Middle School (6th– 8th Grades)

School Day
8:00 a.m. to 2:45 p.m.

Classroom Structure

  • Self-contained:  Core academics
  • Specialists:  Art, Music, Physical Education, Latin

Highlights
Biennial field trip to Washington, D.C., Living History Museum

Curriculum

  • Language Arts: The four components are literature, grammar, vocabulary, and composition. Literature studies include works of fiction, non-fiction, and poetry.  In grammar, parts of speech and punctuation are studied. For vocabulary, words from the students’ works of literature are used. Composition includes the various prose genre and poetry. Composition knowledge and skills are used in writing pieces for all subjects.
  • Math: Middle school students study grade level math, including pre-algebra and, when appropriate, algebra 1.
  • Science: During the middle school years, students study astronomy, botany, physical and earth sciences, and life science.
  • History:  Old world history, new world history, and U.S. history are rotated during the middle school years. Government and geography are integrated into these classes. Each student writes, memorizes and presents a historical impersonation of a famous person.
  • Bible: Various topical and book studies are used. Students also memorize Scripture verses.
  • Logic: As part of our classical education curriculum, logic is taught to eighth grade students. Logic class culminates in learning logical fallacies, giving students tools with which to evaluate what they hear and read in their daily lives.
  • Music Appreciation: Sixth and seventh grade students learn about the various musical periods, and learn to recognize certain pieces from them, including Baroque and Classical, eventually advancing to modern music.
  • Art: Beginning in fifth grade and continuing through eighth grade, we explore Art History and the various styles, movements, and artists that have left a lasting impression upon the world.
  • Computers: Students perfect their keyboarding skills, learn proper use of the Internet, and learn to use various software programs, e.g. Power Point.

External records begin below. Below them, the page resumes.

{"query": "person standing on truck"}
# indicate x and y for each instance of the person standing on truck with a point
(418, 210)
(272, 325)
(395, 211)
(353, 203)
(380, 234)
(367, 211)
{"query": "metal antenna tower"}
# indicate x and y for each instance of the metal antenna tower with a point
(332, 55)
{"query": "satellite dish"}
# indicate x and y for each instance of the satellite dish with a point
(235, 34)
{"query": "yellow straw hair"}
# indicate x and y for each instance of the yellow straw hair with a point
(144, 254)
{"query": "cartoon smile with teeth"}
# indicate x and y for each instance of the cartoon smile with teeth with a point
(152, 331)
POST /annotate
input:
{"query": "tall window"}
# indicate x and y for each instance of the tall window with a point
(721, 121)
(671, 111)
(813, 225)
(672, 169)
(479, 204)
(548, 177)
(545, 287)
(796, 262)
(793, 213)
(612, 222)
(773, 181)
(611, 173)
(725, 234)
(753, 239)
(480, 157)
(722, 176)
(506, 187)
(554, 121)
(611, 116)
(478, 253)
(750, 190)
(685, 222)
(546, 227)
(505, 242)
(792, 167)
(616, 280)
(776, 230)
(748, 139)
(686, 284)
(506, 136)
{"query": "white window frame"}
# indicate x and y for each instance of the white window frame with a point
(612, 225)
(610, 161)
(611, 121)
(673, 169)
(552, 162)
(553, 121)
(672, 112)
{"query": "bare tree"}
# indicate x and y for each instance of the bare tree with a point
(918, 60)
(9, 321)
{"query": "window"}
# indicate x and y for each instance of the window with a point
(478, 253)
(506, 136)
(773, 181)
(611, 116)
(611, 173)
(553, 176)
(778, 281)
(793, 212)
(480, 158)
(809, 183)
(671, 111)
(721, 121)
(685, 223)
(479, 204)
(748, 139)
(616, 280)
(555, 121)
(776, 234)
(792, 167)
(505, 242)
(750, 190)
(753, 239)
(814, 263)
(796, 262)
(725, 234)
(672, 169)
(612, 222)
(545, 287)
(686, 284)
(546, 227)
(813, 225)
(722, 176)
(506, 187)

Mr. Muir has taught at SCA since 1999, beginning with lower grades and becoming a middle school teacher in 2002. He graduated from Fuller Seminary in 1981 with a MA degree in Marriage, Family, and Child Counseling and graduated from Eastern Oregon University with a MA degree in Elementary Education in 1999. His background as a therapist in Sacramento, California, has provided insight and understanding that is essential when teaching pre-teen and young teen students.

Middle school students are at an age when their focus shifts from adult relationships to peer relationships. With a budding ability to think abstractly, they like to challenge others’ opinions and discuss their own thoughts. To supplement lecture-style teaching, Mr. Muir offers opportunities to share and discuss topics in groups and as a class, to collaborate on projects, to perform experiments, to conduct research and present their findings, and to read and critique each other’s work.

Middle school is also a time of greater self-awareness and reflection. As children become young people, they need resources to help them develop life-long godly character qualities. Mr. Muir’s classroom emphasizes the importance of personal life change at the heart level rather than in behavior only.